Microsoft Releases Important Critical Patches

Microsoft released a number of patches to address 142 vulnerabilities including six zero days as part of July Patch Tuesday. These updates, which contain 132 fixes as well as updates to 10 issues previously addressed, represent a record number of fixes this year.

Nine of the vulnerabilities are considered critical and one zero-day has been made public. A previously patched Zero-Day was also updated. A Proof of Concept is also available for an older vulnerability.

The impact of these vulnerabilities varies. Some allow remote code execution while others enable privilege escalation. Others bypass security features. These vulnerabilities affect many Microsoft products including Windows Server 2008 and later versions, Microsoft Word, Microsoft Office 2013 and later versions, and Microsoft Outlook starting in 2013.

Microsoft has encouraged users to update their systems as soon as possible to fix these vulnerabilities, due to the active exploitation for some of them and the lack of workarounds available for others.

In the weeks to come, IT departments around the world will be faced with a heavy workload as they apply these patches to secure their systems. This Patch Tuesday highlights the challenge of maintaining cybersecurity within an increasingly complex digital environment. TechTarget , Action1 and TechTarget provide detailed information on the impact of vulnerabilities and new patches.
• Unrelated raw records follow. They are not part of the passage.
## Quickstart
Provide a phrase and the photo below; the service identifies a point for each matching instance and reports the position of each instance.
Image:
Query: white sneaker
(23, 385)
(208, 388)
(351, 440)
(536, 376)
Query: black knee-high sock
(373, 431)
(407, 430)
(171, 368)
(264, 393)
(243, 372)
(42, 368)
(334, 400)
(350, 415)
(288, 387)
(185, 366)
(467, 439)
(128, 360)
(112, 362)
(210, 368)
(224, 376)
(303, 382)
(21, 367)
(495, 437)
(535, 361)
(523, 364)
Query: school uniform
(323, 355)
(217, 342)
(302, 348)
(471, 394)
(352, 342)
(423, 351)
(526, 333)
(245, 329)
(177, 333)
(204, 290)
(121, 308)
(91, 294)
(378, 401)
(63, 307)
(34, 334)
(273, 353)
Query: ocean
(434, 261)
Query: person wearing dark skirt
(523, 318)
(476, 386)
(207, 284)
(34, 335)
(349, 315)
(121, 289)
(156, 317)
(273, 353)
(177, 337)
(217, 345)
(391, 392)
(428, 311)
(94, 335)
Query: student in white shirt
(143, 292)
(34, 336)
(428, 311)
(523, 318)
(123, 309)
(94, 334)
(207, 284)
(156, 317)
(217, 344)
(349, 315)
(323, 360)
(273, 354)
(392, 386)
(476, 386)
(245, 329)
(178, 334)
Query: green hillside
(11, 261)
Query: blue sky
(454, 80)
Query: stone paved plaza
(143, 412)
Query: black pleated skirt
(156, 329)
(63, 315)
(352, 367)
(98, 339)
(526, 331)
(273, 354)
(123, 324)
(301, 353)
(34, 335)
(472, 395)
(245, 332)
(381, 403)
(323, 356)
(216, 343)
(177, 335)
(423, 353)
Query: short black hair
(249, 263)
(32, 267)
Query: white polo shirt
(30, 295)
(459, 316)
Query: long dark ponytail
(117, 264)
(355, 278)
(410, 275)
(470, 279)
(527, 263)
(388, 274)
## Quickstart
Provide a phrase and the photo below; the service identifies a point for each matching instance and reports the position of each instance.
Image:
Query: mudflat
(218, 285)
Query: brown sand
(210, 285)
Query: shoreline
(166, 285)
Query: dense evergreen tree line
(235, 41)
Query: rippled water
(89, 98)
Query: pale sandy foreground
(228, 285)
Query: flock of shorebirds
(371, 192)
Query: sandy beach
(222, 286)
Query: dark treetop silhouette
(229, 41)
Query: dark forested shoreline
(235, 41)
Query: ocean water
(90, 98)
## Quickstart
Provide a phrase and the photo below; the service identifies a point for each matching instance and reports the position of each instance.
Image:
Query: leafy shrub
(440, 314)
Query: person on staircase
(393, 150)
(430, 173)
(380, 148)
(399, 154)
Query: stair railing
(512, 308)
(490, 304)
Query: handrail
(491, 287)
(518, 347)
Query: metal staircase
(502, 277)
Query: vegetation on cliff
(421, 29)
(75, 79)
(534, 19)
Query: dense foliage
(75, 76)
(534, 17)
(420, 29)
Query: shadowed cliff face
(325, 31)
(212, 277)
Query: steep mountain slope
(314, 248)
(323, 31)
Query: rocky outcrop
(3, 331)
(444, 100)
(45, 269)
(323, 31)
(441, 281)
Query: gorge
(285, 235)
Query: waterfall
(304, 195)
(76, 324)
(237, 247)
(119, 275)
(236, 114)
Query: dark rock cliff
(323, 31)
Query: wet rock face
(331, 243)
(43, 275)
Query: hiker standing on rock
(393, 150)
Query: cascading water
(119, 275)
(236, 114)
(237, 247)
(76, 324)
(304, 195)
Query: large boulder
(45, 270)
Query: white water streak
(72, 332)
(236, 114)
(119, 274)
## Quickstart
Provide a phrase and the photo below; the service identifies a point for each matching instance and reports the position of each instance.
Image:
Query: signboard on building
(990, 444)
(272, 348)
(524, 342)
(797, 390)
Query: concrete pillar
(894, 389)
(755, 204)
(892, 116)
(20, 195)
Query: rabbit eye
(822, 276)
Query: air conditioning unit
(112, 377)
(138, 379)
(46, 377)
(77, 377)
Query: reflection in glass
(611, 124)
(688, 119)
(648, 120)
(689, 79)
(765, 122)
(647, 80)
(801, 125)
Zero-Day Vulnerabilities Dealt with Recently Microsoft

1. Office and Windows HTML Remote Code Execution Vulnerability (CVE-2023-36884)This is a significant zero-day vulnerability affecting Microsoft Office and Windows HTML. It has a network attack vector with high complexity, requiring user interaction but not elevated privileges. The vulnerability impacts all versions of Windows Server from 2008 onwards, Windows 10, as well as Microsoft Word and Microsoft Office versions 2013 and later. Exploitation involves an attacker creating a specially crafted Microsoft Office document capable of executing remote code in the victim’s context. Microsoft has outlined mitigation steps, but due to active exploitation, it is crucial to prioritize system updates.
2. Microsoft Outlook Security Feature Bypass Vulnerability (CVE-2023-35311)This is an important zero-day vulnerability impacting Microsoft Outlook. It utilizes a network attack vector with low attack complexity, requiring user interaction but not elevated privileges. The vulnerability specifically allows bypassing Microsoft Outlook security features and does not enable remote code execution or privilege escalation. Therefore, attackers are likely to combine it with other exploits for a comprehensive attack. The vulnerability affects all versions of Microsoft Outlook from 2013 onwards. Given that this vulnerability is already being exploited, it is strongly recommended to apply the available update promptly.
3. Windows Error Reporting Service Elevation of Privilege Vulnerability (CVE-2023-36874)This is an important zero-day vulnerability that impacts the Windows Error Reporting Service. It can be exploited locally with low complexity and without requiring elevated privileges or user interaction. The vulnerability affects all versions of Microsoft Windows Server from 2008 onwards, as well as Windows 10 and later versions. Successful exploitation could grant the attacker administrative privileges, enabling them to escalate their privileges and perform various malicious actions. Due to the ongoing exploitation of this vulnerability, it is highly recommended to apply the available update as soon as possible.
4. Windows MSHTML Platform Elevation of Privilege Vulnerability (CVE-2023-32046)This is a critical zero-day security concern affecting the MSHTML platform in Windows. This vulnerability possesses a local attack vector with a low complexity of attack and does not require elevated privileges. However, user interaction is necessary for exploitation. To exploit this vulnerability, a user must open a specifically crafted file. Considering that this vulnerability is actively being exploited, it is strongly advised to promptly apply the available update.
5. Windows Routing and Remote Access Service (RRAS) Remote Code Execution Vulnerabilities (CVE-2023-35366, CVE-2023-35367, and CVE-2023-35365)These have been identified as critical security risks and have been addressed by Microsoft. These vulnerabilities share similar characteristics, including a network attack vector, low complexity of attack, no privileges required, and no user interaction. However, these vulnerabilities would only pose a significant threat if Windows Routing and Remote Access Service role was installed on a Windows Server. Exploiting these vulnerabilities requires an attacker to send specifically crafted packets to a server that has the Routing and Remote Access Service running. It is imperative to apply the update if you have the RRAS role installed on your server. These vulnerabilities affect all Windows servers from 2008 onwards and Windows 10.